Red’s 2022 NFL Weekly Roundup – Week 15

Red played golf on Sunday rather than watch what seemed to be a rather mediocre line-up of games. When a Dolphins-Chargers game is the marquee match-up, it’s time to get out the sticks and get some fresh air. Read on.

  1. Philadelphia Eagles – Still appear to be the class of the league after dismembering the fading Giants.
  2. Kansas City Chiefs – A bit creaky in a close win over a bad Broncos team. Three INTs from Mahomes almost cost them a win.
  3. Buffalo Bills – It’s a toss-up for the best team in the AFC right now.
  4. Cincinnati Bengals – The Bengals are playing as good as any team right now. 7-1 over the last 8 games.
  5. San Francisco 49ers – Brock Purdy leads absolute beat down of the Buccaneers. Is Mr. Irrelevant the real deal? He has a chance to prove it with 4 more winnable games and a chance at No. 1 seed in NFC.
  6. Dallas Cowboys – Still on track for the No. 1 seed, but a last minute drive to beat the hapless Texans is not a good sign. Cowboys are going to have to win it on the road with only an Eagles home game left.
  7. Baltimore Ravens – The Birds need to win the next three because they aint beating the Bengals in Cincy to close out the regular season.
  8. Minnesota Vikings – Looking more and more like pretenders – not contenders.
  9. Miami Dolphins – The aquatic mammals are the only 8-5 team in the league. That alone gets them in Red’s top ten.
  10. Seattle Seahawks – It’s gut check time for the Falconos Marinos with games against the Niners and Chiefs up next. Two wins and they will probably be in as a Wildcard.
  11. Washington Commanders – Are in Red’s top ten. The end times are near.
  12. New York Giants – Staggering around looking for a place to fall after getting thrashed by Eagles.
  13. New York Jets – Will have to trip over the Giants to find their place on the ground. Scored an impressive 5 points in the 4th quarter of a winnable game against the underperforming Bills.
  14. Tennessee Titans – Will they hoist another NFC South Champions banner?

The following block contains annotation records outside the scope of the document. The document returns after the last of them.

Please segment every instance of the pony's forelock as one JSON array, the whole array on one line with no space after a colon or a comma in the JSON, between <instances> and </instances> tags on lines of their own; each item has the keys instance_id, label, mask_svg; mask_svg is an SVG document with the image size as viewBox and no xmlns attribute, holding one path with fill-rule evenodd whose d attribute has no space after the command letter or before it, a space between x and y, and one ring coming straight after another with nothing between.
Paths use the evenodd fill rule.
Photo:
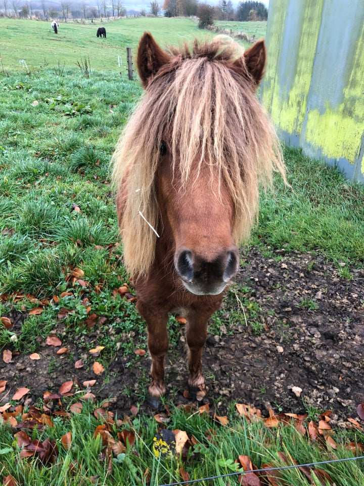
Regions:
<instances>
[{"instance_id":1,"label":"pony's forelock","mask_svg":"<svg viewBox=\"0 0 364 486\"><path fill-rule=\"evenodd\" d=\"M126 266L132 275L153 263L159 209L154 186L165 141L175 175L186 186L197 164L207 164L231 195L235 210L233 237L248 236L258 213L258 182L269 185L272 173L284 178L279 143L255 97L249 73L235 62L240 46L225 36L170 48L170 60L150 82L119 140L113 180L127 187L120 228ZM125 178L127 180L125 181Z\"/></svg>"}]
</instances>

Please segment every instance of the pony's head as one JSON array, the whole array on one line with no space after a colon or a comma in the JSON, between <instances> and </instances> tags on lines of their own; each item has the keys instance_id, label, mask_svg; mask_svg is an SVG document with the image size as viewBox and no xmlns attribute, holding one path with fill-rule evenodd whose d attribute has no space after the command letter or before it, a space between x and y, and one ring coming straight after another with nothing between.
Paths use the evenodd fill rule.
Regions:
<instances>
[{"instance_id":1,"label":"pony's head","mask_svg":"<svg viewBox=\"0 0 364 486\"><path fill-rule=\"evenodd\" d=\"M270 183L274 169L284 177L275 131L255 97L265 57L263 40L245 52L221 37L166 52L143 35L137 63L146 92L113 173L132 274L146 273L156 258L158 237L145 219L163 239L165 264L173 262L193 293L220 293L237 273L258 181Z\"/></svg>"}]
</instances>

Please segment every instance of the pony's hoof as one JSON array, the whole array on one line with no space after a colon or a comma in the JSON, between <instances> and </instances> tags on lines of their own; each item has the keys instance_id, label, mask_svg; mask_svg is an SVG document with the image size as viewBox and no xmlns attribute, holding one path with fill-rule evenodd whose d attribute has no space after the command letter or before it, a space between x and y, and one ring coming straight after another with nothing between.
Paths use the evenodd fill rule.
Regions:
<instances>
[{"instance_id":1,"label":"pony's hoof","mask_svg":"<svg viewBox=\"0 0 364 486\"><path fill-rule=\"evenodd\" d=\"M194 401L201 402L206 394L206 387L204 385L200 386L191 386L189 385L189 391Z\"/></svg>"},{"instance_id":2,"label":"pony's hoof","mask_svg":"<svg viewBox=\"0 0 364 486\"><path fill-rule=\"evenodd\" d=\"M155 409L156 410L159 409L162 404L162 402L160 397L153 396L153 395L151 395L150 393L148 393L148 394L147 401L148 402L148 404L150 407L152 407L152 409Z\"/></svg>"}]
</instances>

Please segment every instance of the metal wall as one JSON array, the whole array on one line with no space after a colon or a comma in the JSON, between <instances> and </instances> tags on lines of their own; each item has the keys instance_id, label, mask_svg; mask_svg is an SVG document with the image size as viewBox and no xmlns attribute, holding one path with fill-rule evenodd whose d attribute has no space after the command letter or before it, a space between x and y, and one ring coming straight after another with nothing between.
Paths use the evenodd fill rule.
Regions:
<instances>
[{"instance_id":1,"label":"metal wall","mask_svg":"<svg viewBox=\"0 0 364 486\"><path fill-rule=\"evenodd\" d=\"M270 0L266 40L281 138L364 182L364 0Z\"/></svg>"}]
</instances>

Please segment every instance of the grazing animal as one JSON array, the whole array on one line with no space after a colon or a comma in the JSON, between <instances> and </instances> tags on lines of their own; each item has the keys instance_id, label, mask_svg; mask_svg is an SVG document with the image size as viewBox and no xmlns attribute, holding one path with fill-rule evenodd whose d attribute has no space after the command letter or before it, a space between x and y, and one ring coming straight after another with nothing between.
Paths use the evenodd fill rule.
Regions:
<instances>
[{"instance_id":1,"label":"grazing animal","mask_svg":"<svg viewBox=\"0 0 364 486\"><path fill-rule=\"evenodd\" d=\"M57 21L57 20L54 20L53 22L51 24L51 25L52 25L52 28L54 30L54 33L55 34L58 34L58 27L59 26L58 25L58 22Z\"/></svg>"},{"instance_id":2,"label":"grazing animal","mask_svg":"<svg viewBox=\"0 0 364 486\"><path fill-rule=\"evenodd\" d=\"M106 29L104 27L99 27L98 29L97 37L106 37Z\"/></svg>"},{"instance_id":3,"label":"grazing animal","mask_svg":"<svg viewBox=\"0 0 364 486\"><path fill-rule=\"evenodd\" d=\"M190 391L205 393L207 321L238 271L258 181L271 183L274 170L285 178L255 96L265 57L263 40L245 52L221 36L165 51L145 32L139 44L145 92L118 143L113 176L124 262L147 325L153 407L165 391L168 315L176 309L187 321Z\"/></svg>"}]
</instances>

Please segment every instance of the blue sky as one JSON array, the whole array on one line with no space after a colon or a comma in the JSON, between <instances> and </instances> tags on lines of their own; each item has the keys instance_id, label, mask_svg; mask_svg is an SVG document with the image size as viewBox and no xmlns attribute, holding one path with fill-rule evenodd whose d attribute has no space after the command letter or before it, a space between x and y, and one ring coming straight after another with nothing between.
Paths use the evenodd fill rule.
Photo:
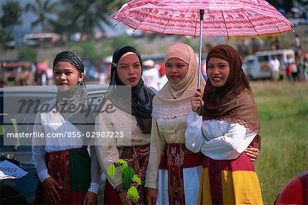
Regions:
<instances>
[{"instance_id":1,"label":"blue sky","mask_svg":"<svg viewBox=\"0 0 308 205\"><path fill-rule=\"evenodd\" d=\"M0 16L2 15L2 5L5 4L7 1L9 0L0 0ZM53 0L53 1L57 1L57 0ZM28 3L35 2L35 0L19 0L17 1L19 2L22 8L25 8L25 5ZM36 19L36 16L31 12L27 12L23 14L23 16L21 17L23 20L23 24L18 26L16 26L13 29L13 31L12 33L12 36L15 38L20 38L23 36L23 35L27 33L31 33L34 32L40 32L42 31L40 27L36 27L35 28L32 28L31 26L31 24L33 21L34 21ZM110 20L112 22L114 22L113 25L115 25L116 23L116 21L114 20ZM106 27L106 30L109 33L115 34L115 33L123 33L123 31L125 30L126 26L118 24L114 29L113 28L108 28ZM122 32L121 32L122 31Z\"/></svg>"}]
</instances>

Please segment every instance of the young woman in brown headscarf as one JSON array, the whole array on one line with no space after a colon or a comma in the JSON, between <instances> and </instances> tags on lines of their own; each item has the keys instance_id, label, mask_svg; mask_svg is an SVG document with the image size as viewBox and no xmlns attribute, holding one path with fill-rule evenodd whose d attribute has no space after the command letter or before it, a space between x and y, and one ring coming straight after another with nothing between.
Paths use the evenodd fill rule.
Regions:
<instances>
[{"instance_id":1,"label":"young woman in brown headscarf","mask_svg":"<svg viewBox=\"0 0 308 205\"><path fill-rule=\"evenodd\" d=\"M197 92L192 98L185 133L188 148L205 156L198 204L262 204L250 159L253 152L244 152L250 146L259 149L261 137L257 108L242 61L233 48L218 45L209 51L206 62L203 96Z\"/></svg>"}]
</instances>

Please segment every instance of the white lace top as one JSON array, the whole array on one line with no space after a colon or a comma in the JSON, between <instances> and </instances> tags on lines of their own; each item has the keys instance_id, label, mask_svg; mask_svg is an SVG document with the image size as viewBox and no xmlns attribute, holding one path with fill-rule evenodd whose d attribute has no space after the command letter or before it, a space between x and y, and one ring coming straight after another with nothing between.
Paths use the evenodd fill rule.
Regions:
<instances>
[{"instance_id":1,"label":"white lace top","mask_svg":"<svg viewBox=\"0 0 308 205\"><path fill-rule=\"evenodd\" d=\"M45 104L55 105L55 99L51 100ZM66 133L79 132L80 131L69 121L66 120L63 116L53 108L47 113L38 113L33 128L34 132L44 133L44 136L55 136L53 135L64 134ZM40 181L42 182L50 177L48 174L45 163L45 152L64 150L72 148L79 148L83 146L81 138L77 137L44 137L33 138L32 155L34 166L38 174ZM64 135L62 135L64 136ZM67 135L66 135L67 136ZM46 146L44 146L45 145ZM90 148L91 155L91 184L88 191L99 193L99 182L101 176L101 168L97 159L97 153L94 146Z\"/></svg>"},{"instance_id":2,"label":"white lace top","mask_svg":"<svg viewBox=\"0 0 308 205\"><path fill-rule=\"evenodd\" d=\"M203 120L191 111L185 133L186 147L193 152L216 160L238 158L248 148L257 133L232 122Z\"/></svg>"}]
</instances>

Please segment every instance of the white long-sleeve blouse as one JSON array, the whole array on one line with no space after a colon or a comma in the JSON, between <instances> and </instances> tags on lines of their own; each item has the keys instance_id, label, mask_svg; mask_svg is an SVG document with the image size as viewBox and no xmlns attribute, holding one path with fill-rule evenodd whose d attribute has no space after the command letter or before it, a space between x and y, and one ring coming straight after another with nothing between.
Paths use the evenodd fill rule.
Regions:
<instances>
[{"instance_id":1,"label":"white long-sleeve blouse","mask_svg":"<svg viewBox=\"0 0 308 205\"><path fill-rule=\"evenodd\" d=\"M45 105L55 105L55 99ZM70 122L66 120L63 116L53 108L49 112L38 113L33 128L34 132L44 133L44 138L33 138L32 155L34 166L40 182L50 177L45 163L45 152L64 150L81 148L82 137L60 137L59 135L69 135L73 132L81 133ZM57 137L55 137L57 135ZM48 136L49 137L48 137ZM54 137L50 137L54 136ZM62 135L64 136L64 135ZM66 135L67 137L68 135ZM91 183L88 191L95 193L99 192L99 182L101 176L101 167L97 159L94 146L90 146L91 156Z\"/></svg>"},{"instance_id":2,"label":"white long-sleeve blouse","mask_svg":"<svg viewBox=\"0 0 308 205\"><path fill-rule=\"evenodd\" d=\"M202 116L193 111L187 118L187 126L186 147L216 160L238 158L257 135L238 123L203 120Z\"/></svg>"}]
</instances>

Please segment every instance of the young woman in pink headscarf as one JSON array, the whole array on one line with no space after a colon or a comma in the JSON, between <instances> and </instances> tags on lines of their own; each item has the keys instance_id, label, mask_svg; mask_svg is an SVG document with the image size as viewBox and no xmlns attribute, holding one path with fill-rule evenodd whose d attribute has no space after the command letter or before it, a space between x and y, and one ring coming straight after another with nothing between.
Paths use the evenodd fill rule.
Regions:
<instances>
[{"instance_id":1,"label":"young woman in pink headscarf","mask_svg":"<svg viewBox=\"0 0 308 205\"><path fill-rule=\"evenodd\" d=\"M149 204L196 204L203 156L188 150L184 137L198 81L193 49L182 43L170 46L165 69L168 82L153 101L146 200ZM201 83L203 87L203 79Z\"/></svg>"}]
</instances>

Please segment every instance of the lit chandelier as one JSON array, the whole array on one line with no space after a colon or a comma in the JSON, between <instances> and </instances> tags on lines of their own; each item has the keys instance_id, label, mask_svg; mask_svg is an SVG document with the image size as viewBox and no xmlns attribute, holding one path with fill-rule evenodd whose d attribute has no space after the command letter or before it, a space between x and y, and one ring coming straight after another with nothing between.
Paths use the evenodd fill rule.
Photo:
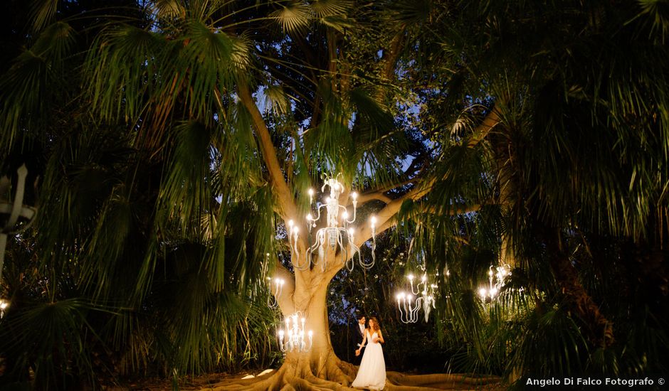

Does anyone care?
  15. Los Angeles Chargers – The Chargers and every team listed above could make the playoffs. How sad is that?
  16. Detroit Lions – Red’s 2022 NFL Team of Destiny have scored more than 30 points six times this season. If the defense ever shows up . . .
  17. Tampa Bay Buccaneers – Right now an 8-9 finish looks like a big ask.
  18. New England Patriots – The only 6-6 team looks to be going nowhere fast as the season closes with the Bengals, Dolphins and Bills.
  19. Atlanta Falcons – Which shitty team heads the list of teams all but out of it? Why the Falcons of course.
  20. Carolina Panthers – Red puts them here just to insult the Packers.
  21. Green Bay Packers – Have packed it in.
  22. Cleveland Browns – Will have to wait 3 years to play the Texans again.
  23. Pittsburgh Stealers – A missed FG away from beating the Ravens.
  24. Jacksonville Jaguars – After beating the Titans , the Jags are still – incredibly- in the hunt for the AFC South Crown (curiously shaped like a dunce cap). If they beat the Cowboys next week all bets are off.
  25. New Orleans Saints – Are nothing if not boring.
  26. Denver Broncos – Are boring.
  27. Arizona Cardinals – You heard it here first – Kliff Kingsbury to Jackson State. Let’s hope his middle name doesn’t start with K.
  28. Los Angeles Rams – Beating the Raiders is but a rung on the long ladder back to relevancy.
  29. Las Vegas Raiders – Do they have slot machines at home games?
  30. Chicago Bears – Red is starting wonder if the Bears are in for a long haul of sucking.
  31. Indianapolis Colts – It is with great satisfaction that Red ranks the Colts at No. 31.
  32. Houston Texans -Beating the Cowboys would have been sweet.